The Senate of College Councils and the Office of Academic Service Learning are working together to help students find courses that will combine academics with community outreach.
On Thursday night, the Senate passed a resolution in support of adding a service learning flag to the course schedule that would indicate classes with an emphasis on an outreach-oriented application of coursework. Senate will continue to work with the office to make the flag a reality, said Senate President Chelsea Adler.
“I went to Ghana the summer after my sophomore year for a month. The people I met and worked with opened my eyes,” Adler said. “There is so much potential for learning to take place outside the classroom, and service learning is the best way to take advantage of that.”
Rose Cahalan, the director of the office, said she and other administrators have been toying with the idea of adding the flag for some time and are glad to have found student allies in Senate leadership.

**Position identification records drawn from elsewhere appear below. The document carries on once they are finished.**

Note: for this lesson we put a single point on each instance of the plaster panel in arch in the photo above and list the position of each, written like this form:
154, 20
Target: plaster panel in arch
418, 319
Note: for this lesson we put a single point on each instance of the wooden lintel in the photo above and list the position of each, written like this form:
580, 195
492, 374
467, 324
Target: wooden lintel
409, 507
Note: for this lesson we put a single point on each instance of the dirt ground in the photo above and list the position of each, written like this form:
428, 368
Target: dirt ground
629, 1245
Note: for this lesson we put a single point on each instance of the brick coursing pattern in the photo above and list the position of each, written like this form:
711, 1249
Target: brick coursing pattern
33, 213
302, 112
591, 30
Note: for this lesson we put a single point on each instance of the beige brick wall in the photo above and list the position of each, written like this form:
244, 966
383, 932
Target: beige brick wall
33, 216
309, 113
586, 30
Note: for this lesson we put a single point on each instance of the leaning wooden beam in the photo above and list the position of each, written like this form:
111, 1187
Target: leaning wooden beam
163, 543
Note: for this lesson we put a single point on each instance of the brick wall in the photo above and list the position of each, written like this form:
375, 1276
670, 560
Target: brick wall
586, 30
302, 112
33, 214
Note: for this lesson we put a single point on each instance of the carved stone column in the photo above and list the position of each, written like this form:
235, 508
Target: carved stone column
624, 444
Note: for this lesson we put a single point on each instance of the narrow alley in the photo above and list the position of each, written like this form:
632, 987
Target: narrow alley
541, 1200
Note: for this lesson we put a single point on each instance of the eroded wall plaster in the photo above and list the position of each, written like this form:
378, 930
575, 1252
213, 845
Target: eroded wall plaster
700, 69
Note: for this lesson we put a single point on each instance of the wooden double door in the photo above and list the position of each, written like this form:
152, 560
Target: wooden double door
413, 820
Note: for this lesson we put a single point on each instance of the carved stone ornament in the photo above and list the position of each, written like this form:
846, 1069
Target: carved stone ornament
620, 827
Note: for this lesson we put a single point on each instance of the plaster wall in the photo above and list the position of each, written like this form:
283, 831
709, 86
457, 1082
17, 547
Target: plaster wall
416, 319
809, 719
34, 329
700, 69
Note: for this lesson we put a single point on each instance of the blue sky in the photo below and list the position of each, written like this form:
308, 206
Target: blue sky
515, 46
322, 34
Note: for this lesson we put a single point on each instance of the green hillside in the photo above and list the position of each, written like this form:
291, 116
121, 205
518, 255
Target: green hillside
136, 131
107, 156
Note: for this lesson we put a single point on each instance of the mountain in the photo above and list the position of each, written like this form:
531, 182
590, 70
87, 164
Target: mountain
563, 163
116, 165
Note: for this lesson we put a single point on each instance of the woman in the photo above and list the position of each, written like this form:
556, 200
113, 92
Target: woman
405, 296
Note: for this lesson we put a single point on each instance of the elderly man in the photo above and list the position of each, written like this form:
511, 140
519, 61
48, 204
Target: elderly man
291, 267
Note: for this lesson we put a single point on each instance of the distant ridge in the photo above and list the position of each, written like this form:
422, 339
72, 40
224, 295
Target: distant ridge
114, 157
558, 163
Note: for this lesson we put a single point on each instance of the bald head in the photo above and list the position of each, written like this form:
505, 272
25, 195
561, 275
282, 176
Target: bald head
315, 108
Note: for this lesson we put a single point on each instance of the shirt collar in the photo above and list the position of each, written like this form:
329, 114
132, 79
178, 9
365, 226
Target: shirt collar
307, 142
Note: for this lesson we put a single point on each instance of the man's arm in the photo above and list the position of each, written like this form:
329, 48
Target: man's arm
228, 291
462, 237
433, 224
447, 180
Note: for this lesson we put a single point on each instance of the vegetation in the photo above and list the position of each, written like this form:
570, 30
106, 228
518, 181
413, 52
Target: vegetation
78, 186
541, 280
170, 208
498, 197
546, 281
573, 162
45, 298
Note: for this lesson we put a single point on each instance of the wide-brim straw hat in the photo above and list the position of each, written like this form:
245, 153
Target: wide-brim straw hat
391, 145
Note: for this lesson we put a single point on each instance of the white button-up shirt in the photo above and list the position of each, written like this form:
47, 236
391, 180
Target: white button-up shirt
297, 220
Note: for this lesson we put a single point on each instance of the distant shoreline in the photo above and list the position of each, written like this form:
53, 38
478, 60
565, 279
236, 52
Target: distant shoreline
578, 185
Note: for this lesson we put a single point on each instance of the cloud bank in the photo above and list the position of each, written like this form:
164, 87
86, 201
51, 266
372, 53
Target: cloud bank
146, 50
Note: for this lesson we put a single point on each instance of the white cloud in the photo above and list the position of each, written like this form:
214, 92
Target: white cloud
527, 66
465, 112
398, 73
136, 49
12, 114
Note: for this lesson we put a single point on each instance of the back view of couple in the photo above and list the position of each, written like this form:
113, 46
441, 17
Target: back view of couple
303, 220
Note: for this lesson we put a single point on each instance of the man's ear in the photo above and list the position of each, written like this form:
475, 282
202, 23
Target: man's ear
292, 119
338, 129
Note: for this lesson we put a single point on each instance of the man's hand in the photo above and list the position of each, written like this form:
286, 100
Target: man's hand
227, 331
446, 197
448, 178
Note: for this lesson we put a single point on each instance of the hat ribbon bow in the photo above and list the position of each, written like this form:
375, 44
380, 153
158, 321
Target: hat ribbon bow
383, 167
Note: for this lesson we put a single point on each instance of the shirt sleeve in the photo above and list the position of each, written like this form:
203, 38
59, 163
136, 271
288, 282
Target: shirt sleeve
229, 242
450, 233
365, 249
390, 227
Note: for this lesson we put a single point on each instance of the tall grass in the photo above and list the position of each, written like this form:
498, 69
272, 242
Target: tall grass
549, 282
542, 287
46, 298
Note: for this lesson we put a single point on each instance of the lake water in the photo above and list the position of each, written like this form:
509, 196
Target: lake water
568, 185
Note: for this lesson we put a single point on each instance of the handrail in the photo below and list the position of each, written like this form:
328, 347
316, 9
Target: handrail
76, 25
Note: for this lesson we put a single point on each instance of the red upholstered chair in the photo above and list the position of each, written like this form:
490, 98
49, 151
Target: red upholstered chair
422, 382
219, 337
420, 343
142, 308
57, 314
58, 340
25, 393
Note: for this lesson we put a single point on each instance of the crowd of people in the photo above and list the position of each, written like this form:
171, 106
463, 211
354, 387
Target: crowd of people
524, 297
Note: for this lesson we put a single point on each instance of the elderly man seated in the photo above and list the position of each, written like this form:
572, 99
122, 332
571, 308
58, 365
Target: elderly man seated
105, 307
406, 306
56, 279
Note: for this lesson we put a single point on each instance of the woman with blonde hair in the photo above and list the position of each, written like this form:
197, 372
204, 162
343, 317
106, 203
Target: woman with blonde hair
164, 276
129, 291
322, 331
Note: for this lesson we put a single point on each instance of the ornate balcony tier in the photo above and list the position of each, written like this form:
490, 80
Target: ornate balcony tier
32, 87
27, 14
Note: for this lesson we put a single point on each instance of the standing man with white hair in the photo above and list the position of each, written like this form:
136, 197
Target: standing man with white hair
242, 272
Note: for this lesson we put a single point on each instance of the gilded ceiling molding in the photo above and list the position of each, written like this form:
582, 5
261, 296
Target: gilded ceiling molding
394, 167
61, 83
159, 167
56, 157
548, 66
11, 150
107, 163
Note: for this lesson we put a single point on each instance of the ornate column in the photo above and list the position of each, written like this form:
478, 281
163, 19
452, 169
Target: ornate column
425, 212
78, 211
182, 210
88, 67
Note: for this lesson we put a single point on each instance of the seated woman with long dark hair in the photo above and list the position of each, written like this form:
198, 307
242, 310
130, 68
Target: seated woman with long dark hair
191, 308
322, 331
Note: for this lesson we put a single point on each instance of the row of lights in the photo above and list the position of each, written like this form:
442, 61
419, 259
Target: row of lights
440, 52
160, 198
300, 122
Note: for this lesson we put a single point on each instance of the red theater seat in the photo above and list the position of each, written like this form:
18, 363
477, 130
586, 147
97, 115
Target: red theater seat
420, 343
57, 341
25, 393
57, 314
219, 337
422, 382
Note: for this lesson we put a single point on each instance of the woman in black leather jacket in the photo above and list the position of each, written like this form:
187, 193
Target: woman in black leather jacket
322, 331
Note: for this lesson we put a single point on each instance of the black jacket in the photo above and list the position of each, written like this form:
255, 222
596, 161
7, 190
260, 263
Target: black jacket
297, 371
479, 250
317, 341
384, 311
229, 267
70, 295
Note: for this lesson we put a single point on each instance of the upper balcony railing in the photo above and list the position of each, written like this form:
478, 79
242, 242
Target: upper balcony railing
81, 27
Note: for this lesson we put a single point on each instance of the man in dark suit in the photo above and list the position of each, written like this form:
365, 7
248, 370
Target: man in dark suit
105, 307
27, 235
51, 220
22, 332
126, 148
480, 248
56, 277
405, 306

“The Office of Academic Service Learning fully supports the Senate resolution and enthusiastically welcomes student interest in this issue,” Cahalan said. “Adding a [service learning] flag would make it much easier for students to find out about our courses, and it would also improve our office’s record-keeping.”
Currently, the University has about 50 classes that qualify as service learning courses under the office’s support, Cahalan said. They are listed on the office’s website, but the new initiative would make their availability more apparent to all students registering.
Such a listing would encourage students with an interest in service learning to register for appropriate classes, while warning students who might not have service-related passions, said Alice Batt, a rhetoric and writing professor and the Undergraduate Writing Center coordinator. Batt teaches a class on writing for nonprofits, in which students write grants and promotional materials for local organizations.
“There are so many students who are really into volunteerism and wanting to be engaged in the community,” she said. “I developed the course in 2006 so we could talk about and actually do that kind of work. It fills every semester and there’s a huge waiting list, so I think I tapped into a niche.”
Cahalan warned that actually getting the flag in place could take several months, but Adler said she hopes to see it on the course schedule for fall 2011.